I remember a time when I questioned almost daily whether I had married the right man or my “soulmate.” I had fallen for the perverted cultural mindset that marriage should be all about me, and making my life better … even easier.
So whenever my marriage hurt more than it encouraged me, I swallowed the lie that I must have married the wrong person.
Now before I launch into what I’m about to say, I want to clarify that I’m talking about the drudgery and difficulty of two sinners (even saved ones) mingling their lives together. Most of all, I am NOT talking about enduring abuse and/or infidelity in marriage.
I’ll be sharing in a future post what I consider to be warning signs that abuse and/or infidelity are taking place; but for now, I’m talking about the disillusionment that occurs along the way in just about every marriage.
I’m also talking specifically about spouses who are Christ-followers and not about unbelieving spouses. Christ-followers have a different God-given mandate and calling on their lives, so they will never find peace as long as they put their personal desires above God’s.
Back in the day, my fulfillment in life and marriage fluctuated and floundered, that was, until I uncovered the reasons why God never intended or wanted me to be married to my soulmate. Which, by the way, is another lie, since there is no such thing as a soulmate!
Here are 4 reasons why God doesn’t want that for our marriages:
So that you will be …
1. Refined
You might be thinking, “Really? Am I supposed to be glad about that?” 😉
Well, yes! Yes, we should …
Because being married to our real flesh and blood, sinful—not to mention, difficult—spouses, guarantees that we will struggle with their, as well as our own sinfulness and limitations. And THAT is where God, the Great Redeemer and Refiner, does some of His best work (James 1:2-4)!

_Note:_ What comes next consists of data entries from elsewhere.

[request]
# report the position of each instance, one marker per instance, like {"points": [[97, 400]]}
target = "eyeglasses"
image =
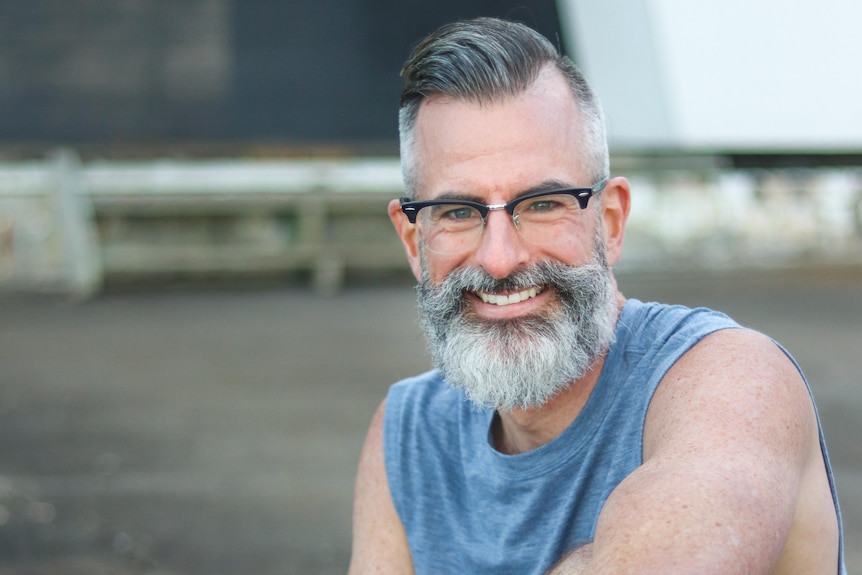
{"points": [[455, 226]]}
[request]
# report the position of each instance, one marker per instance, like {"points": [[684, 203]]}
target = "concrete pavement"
{"points": [[217, 432]]}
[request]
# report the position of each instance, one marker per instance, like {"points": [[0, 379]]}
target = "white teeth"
{"points": [[501, 300]]}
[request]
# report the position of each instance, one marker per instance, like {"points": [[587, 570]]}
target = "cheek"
{"points": [[436, 267]]}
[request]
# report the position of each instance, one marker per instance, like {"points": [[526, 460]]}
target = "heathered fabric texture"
{"points": [[467, 508]]}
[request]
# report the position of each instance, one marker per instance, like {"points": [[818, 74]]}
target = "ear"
{"points": [[616, 202], [409, 237]]}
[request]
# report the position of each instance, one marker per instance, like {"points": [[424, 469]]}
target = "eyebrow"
{"points": [[544, 186]]}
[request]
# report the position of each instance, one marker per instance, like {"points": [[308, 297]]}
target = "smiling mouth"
{"points": [[507, 299]]}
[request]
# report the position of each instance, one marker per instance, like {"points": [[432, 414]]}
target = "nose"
{"points": [[501, 249]]}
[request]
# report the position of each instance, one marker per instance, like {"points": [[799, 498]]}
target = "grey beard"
{"points": [[521, 362]]}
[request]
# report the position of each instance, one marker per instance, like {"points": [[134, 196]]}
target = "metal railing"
{"points": [[69, 226]]}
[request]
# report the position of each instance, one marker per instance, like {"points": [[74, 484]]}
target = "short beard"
{"points": [[523, 362]]}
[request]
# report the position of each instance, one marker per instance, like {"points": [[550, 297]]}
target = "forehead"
{"points": [[499, 148]]}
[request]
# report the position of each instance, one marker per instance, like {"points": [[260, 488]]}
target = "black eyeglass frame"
{"points": [[411, 207]]}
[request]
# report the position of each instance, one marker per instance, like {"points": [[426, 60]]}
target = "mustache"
{"points": [[449, 298]]}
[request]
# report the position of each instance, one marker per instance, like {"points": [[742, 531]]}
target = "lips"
{"points": [[510, 298]]}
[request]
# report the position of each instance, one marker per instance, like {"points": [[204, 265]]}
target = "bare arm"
{"points": [[729, 436], [379, 542]]}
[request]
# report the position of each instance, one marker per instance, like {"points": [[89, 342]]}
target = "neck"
{"points": [[522, 430]]}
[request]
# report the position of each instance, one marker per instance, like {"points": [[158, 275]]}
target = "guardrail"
{"points": [[68, 226]]}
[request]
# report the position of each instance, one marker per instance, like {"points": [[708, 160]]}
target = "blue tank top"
{"points": [[467, 508]]}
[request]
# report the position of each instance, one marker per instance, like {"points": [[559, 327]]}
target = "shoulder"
{"points": [[733, 391]]}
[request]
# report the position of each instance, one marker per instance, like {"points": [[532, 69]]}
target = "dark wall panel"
{"points": [[282, 71]]}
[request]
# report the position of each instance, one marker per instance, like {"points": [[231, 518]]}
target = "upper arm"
{"points": [[727, 438], [379, 542]]}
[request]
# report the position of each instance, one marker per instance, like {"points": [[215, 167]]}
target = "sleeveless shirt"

Unfortunately, I learned this the hard way by kicking and screaming all the way to the altar. But once I came to the end of myself—surrendering my self-sufficiency and unrealistic expectations to the Lord—I experienced God’s rejuvenation and joy in marriage. None of that could have happened without God’s refinement of my heart.
2. Strengthened in your faith
My faith was weak and flabby in the early and messiest years of my marriage. It wasn’t until I abandoned my hopes for some easy-to-live-with-spouse and ditched my dreams of a one-heartbeat-kind-of-marriage that I found what I was hoping for—satisfaction in Christ alone. The result? Stronger faith (2 Cor. 1:8-9).
3. Reflect Christ
As a Christ-follower, God was busy using my discontentment in marriage to draw me back to His side. It was then and there that I could become the best version reflection of Christ in me (Philippians 2:15). Until I was ready to die to my own desires so that Christ could live in and through me, I would remain disappointed in marriage and dim in the light of Christ.

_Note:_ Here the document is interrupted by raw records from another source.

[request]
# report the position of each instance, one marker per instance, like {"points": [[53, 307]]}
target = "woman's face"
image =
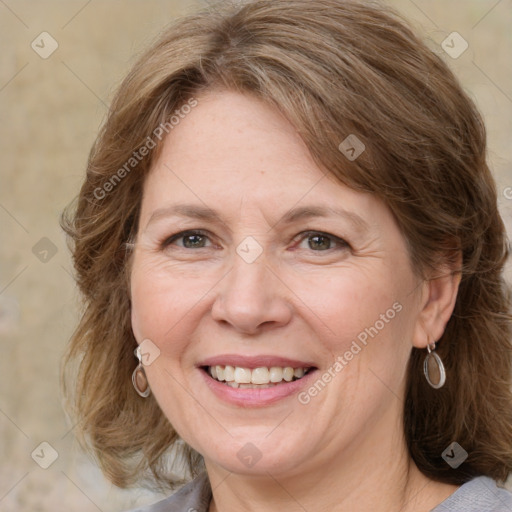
{"points": [[249, 257]]}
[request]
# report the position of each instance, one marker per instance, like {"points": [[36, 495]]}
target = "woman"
{"points": [[289, 220]]}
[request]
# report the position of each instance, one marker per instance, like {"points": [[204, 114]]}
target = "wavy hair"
{"points": [[332, 68]]}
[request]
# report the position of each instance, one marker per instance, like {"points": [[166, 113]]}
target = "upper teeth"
{"points": [[262, 375]]}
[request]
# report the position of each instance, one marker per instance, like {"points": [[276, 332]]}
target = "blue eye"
{"points": [[189, 240]]}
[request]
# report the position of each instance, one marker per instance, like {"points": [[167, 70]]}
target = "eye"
{"points": [[318, 241], [189, 240]]}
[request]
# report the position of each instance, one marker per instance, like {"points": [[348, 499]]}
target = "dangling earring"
{"points": [[139, 379], [433, 368]]}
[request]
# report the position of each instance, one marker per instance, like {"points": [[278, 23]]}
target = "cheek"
{"points": [[165, 304]]}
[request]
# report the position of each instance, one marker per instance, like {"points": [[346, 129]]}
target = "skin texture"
{"points": [[344, 450]]}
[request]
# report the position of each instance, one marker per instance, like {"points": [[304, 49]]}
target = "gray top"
{"points": [[478, 495]]}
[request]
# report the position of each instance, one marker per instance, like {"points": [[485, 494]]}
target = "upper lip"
{"points": [[252, 362]]}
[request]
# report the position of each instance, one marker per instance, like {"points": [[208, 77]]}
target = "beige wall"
{"points": [[50, 111]]}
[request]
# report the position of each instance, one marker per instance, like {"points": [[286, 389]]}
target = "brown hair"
{"points": [[333, 68]]}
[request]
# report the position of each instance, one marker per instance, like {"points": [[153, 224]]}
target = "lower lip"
{"points": [[254, 397]]}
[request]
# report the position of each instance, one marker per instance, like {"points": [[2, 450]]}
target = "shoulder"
{"points": [[478, 495], [192, 497]]}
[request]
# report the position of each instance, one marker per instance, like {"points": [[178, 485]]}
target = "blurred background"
{"points": [[60, 63]]}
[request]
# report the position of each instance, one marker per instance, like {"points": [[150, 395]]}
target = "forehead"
{"points": [[235, 149]]}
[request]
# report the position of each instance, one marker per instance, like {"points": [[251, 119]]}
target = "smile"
{"points": [[256, 378]]}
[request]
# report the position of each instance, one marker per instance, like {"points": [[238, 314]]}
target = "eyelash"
{"points": [[342, 244]]}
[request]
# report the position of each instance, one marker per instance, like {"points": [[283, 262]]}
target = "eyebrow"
{"points": [[205, 213], [309, 212]]}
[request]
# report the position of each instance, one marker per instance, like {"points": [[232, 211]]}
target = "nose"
{"points": [[252, 298]]}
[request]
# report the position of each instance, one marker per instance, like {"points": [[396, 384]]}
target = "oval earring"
{"points": [[433, 368], [139, 379]]}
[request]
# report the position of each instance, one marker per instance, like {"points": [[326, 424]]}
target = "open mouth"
{"points": [[256, 378]]}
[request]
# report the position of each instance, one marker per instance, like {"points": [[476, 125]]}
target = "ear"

4. Modeling the Mystery of Christ’s Love to the World
No one loves a good mystery more than me, and it seems like this is true of God as well. Now, even though God wants us to enjoy our marriages, He’s got a much higher purpose behind the believer’s marriage. This mystery is outlined in Ephesians 5: 22-33, with the most striking evidence being …

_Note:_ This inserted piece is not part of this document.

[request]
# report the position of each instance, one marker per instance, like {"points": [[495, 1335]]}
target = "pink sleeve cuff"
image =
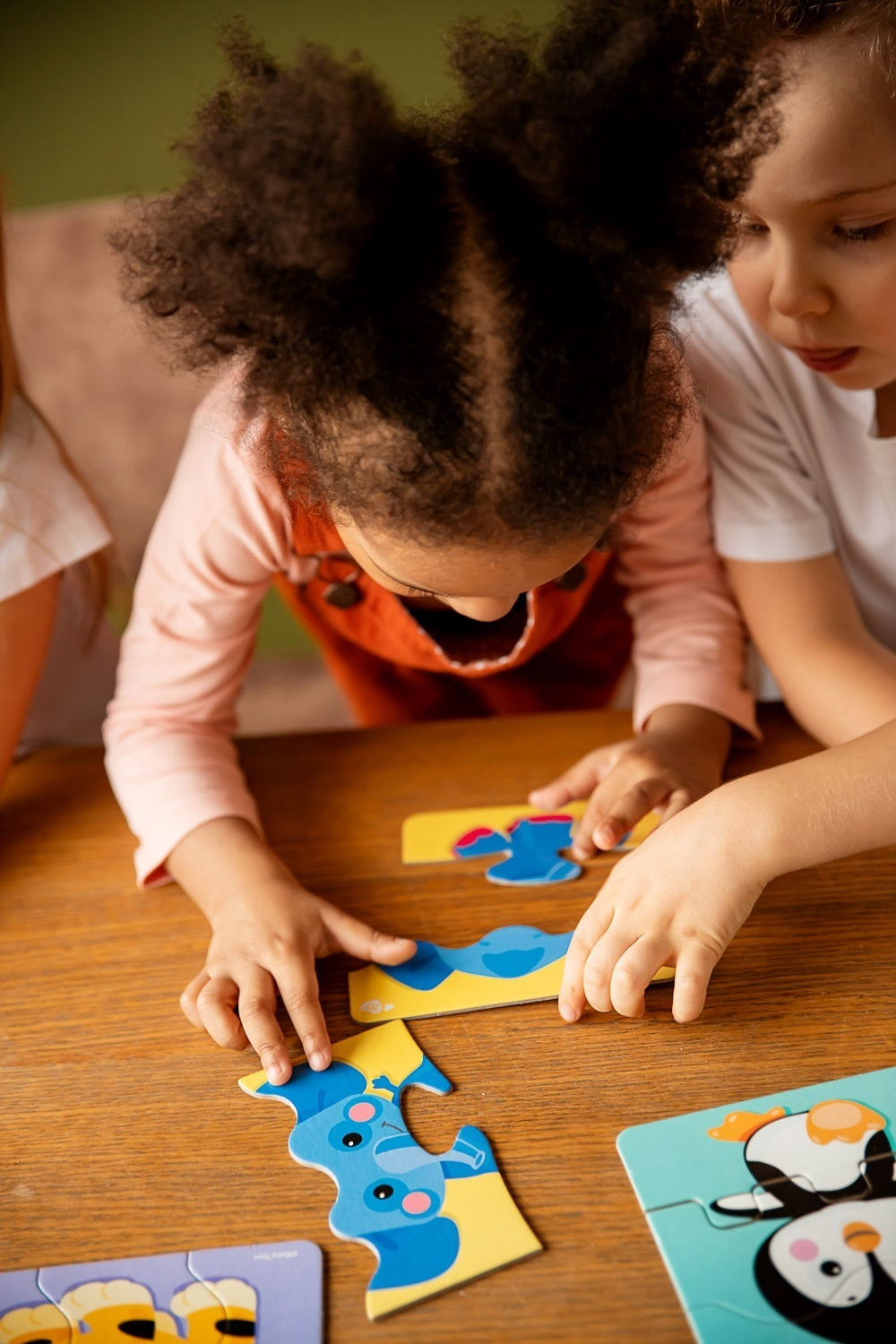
{"points": [[697, 685], [169, 830]]}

“‘For this reason a man will leave his father and mother and be united to his wife, and the two will become one flesh.’ This mystery is profound, but I am speaking about Christ and the church.” ~Eph. 5:31-32
When we continue to act in loving ways with our mates, especially when they act unloving in return, Christ gets the glory and attention for that success. This “odd love” that a believing spouse demonstrates draws the world to Christ’s mysterious, foreign, and divine love for the church. And who doesn’t want to play a part in that Love Story?